The central bank chief's comments came at a CPD-dialogue as noted economist Wahiduddin Mahmud questioned the very logic of resorting to short-term borrowing for oil imports.
Centre for Policy Dialogue (CPD), a multidisciplinary think-tank, arranged the dialogue on "Growth and equity in South Asia: How has Bangladesh performed", with CPD Executive Chairman Rehman Sobhan in the chair.
Although volatile oil prices exerted a substantial pressure on the balance of payment (BoP), Mahmud saw no rationale behind going for short-term credit.
"Oil price hike has created a problem. But what will happen after three months?," he asked, obliquely referring to the ineffectiveness of such ad-hoc measures.
In the dialogue, World Bank official Ijaz Nabi and CPD Executive Director Debapriya Bhattachariya presented separate papers.
The dialogue witnessed an animated debate on the nexus between growth and macroeconomic stability, as the speakers were sharply divided in their opinions.
Turning to the issue, the BB boss said there is a need for "reconstructing growth" so it can reach the target people.
"We've to reconstruct growth … Not only growth is important, but we've to look at the nature of growth," he said.
He added that today, the central bank is giving priority on credits on small and medium-sized enterprises that are labour-intensive.
As Bhattachariya pointed out that despite having macroeconomic stability, Bangladesh remains an under-performer in the South Asian region in terms of growth.
But ex-BB governor Fakhruddin Ahmed said macroeconomic stability is not so much important, but higher growth rate is needed to make a significant dent in poverty, he said.
Making an intervention at this juncture, Mahmud debunked the myth that higher growth rate has exacerbated inequality.

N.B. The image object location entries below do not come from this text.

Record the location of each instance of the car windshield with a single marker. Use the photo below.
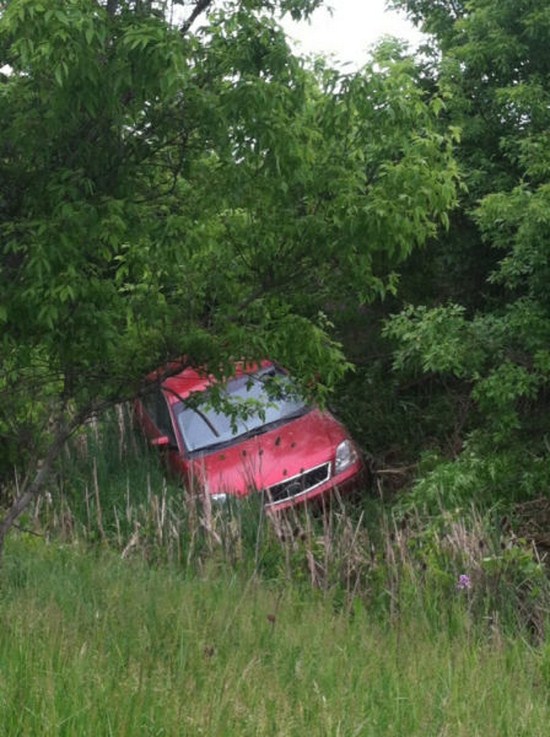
(267, 398)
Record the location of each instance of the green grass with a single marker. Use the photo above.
(94, 645)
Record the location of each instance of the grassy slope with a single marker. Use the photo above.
(92, 645)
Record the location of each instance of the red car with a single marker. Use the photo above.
(284, 448)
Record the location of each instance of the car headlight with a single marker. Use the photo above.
(345, 456)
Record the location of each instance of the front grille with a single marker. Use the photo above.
(298, 485)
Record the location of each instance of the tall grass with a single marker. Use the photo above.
(91, 644)
(112, 491)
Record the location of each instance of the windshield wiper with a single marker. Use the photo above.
(200, 413)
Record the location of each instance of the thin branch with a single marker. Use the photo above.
(200, 7)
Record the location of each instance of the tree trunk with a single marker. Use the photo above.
(32, 489)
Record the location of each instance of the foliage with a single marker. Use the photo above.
(490, 341)
(189, 191)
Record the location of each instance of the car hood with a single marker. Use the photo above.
(272, 457)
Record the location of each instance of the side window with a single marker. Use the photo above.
(157, 407)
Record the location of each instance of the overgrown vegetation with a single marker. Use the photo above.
(94, 645)
(199, 191)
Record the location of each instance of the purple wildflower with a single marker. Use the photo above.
(464, 582)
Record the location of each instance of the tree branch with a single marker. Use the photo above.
(200, 7)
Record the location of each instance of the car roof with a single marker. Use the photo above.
(191, 379)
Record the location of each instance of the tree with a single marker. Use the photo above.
(495, 68)
(170, 190)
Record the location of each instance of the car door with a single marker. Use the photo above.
(159, 428)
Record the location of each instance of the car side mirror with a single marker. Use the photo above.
(163, 442)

Bangladesh can be considered "a textbook case" of pro-poor growth in South Asia as the situation here is better than that in Sri Lanka and India, he said substantiating his earlier claim.
He also referred to the roles of remittances and workforce in the apparels industry, saying these have fostered pro-poor growth.

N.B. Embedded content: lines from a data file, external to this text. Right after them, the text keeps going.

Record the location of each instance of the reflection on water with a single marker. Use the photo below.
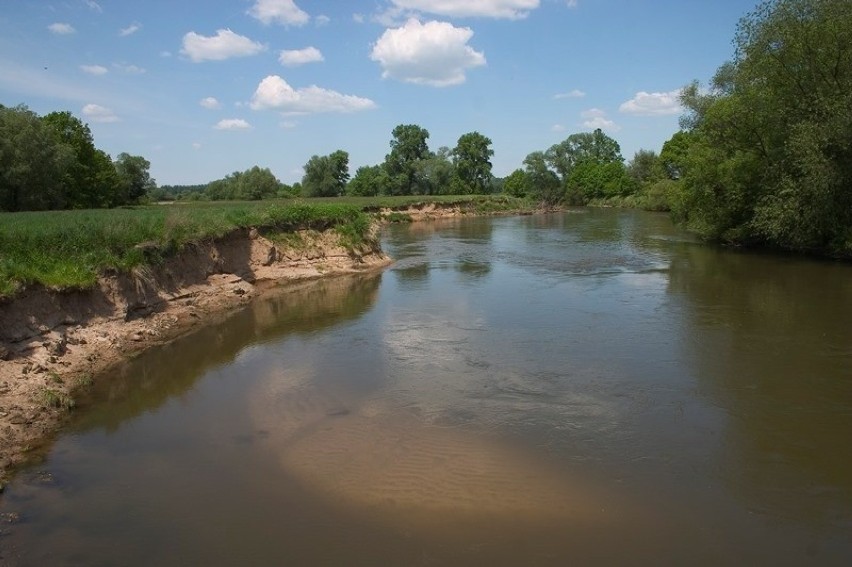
(588, 387)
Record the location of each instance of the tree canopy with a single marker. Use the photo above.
(769, 158)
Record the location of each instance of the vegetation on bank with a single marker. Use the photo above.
(69, 249)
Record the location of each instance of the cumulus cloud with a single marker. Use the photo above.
(296, 57)
(576, 93)
(434, 53)
(224, 45)
(210, 103)
(232, 124)
(596, 118)
(653, 104)
(98, 113)
(129, 69)
(94, 69)
(129, 30)
(283, 12)
(510, 9)
(61, 29)
(273, 93)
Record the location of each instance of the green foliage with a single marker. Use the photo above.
(542, 184)
(408, 147)
(472, 160)
(369, 181)
(50, 398)
(326, 176)
(594, 180)
(517, 184)
(34, 163)
(769, 158)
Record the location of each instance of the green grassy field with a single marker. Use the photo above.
(69, 249)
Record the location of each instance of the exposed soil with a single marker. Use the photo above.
(53, 343)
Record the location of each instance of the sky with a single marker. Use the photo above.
(205, 88)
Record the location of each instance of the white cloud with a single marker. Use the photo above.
(224, 45)
(61, 29)
(283, 12)
(129, 30)
(98, 113)
(596, 118)
(210, 103)
(274, 93)
(576, 93)
(511, 9)
(295, 57)
(232, 124)
(653, 104)
(94, 69)
(129, 69)
(434, 53)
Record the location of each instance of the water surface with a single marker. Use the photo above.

"A reasonable and sustainable development is not possible without macroeconomic stability," Salehuddin Ahmed said, adding: "Stability is also required to lure foreign investors as it helps them to assess the investment prospects".
Ijaj of World Bank said despite obstacles such as conflicts, corruption and high fiscal deficits, South Asia has achieved "impressive" economic growth and poverty reduction in the past decade, thanks mainly to economic reforms in the 1990s.
"If this growth accelerates to 10 per cent a year, the region could see single-digit poverty rates by 2015," he presumed.
Striking an optimistic note, the WB official said the dynamism and openness that charactarise South Asia would make the region free of poverty in a few decades.
Also taking part in the dialogue, SR Osmani said that the present income disparity was triggered by the inability to reach resoureces to the poor. He added that though investments were taking place in the country, job creation has failed to keep pace with it.
Meanwhile, Debapriya said low disbursement has turned the foreign aid into Achiles' heel in the 2005-06 fiscal. Besdides, the country growth has not been that much progressive due to snags like port problems and other macroeconomic weaknesses.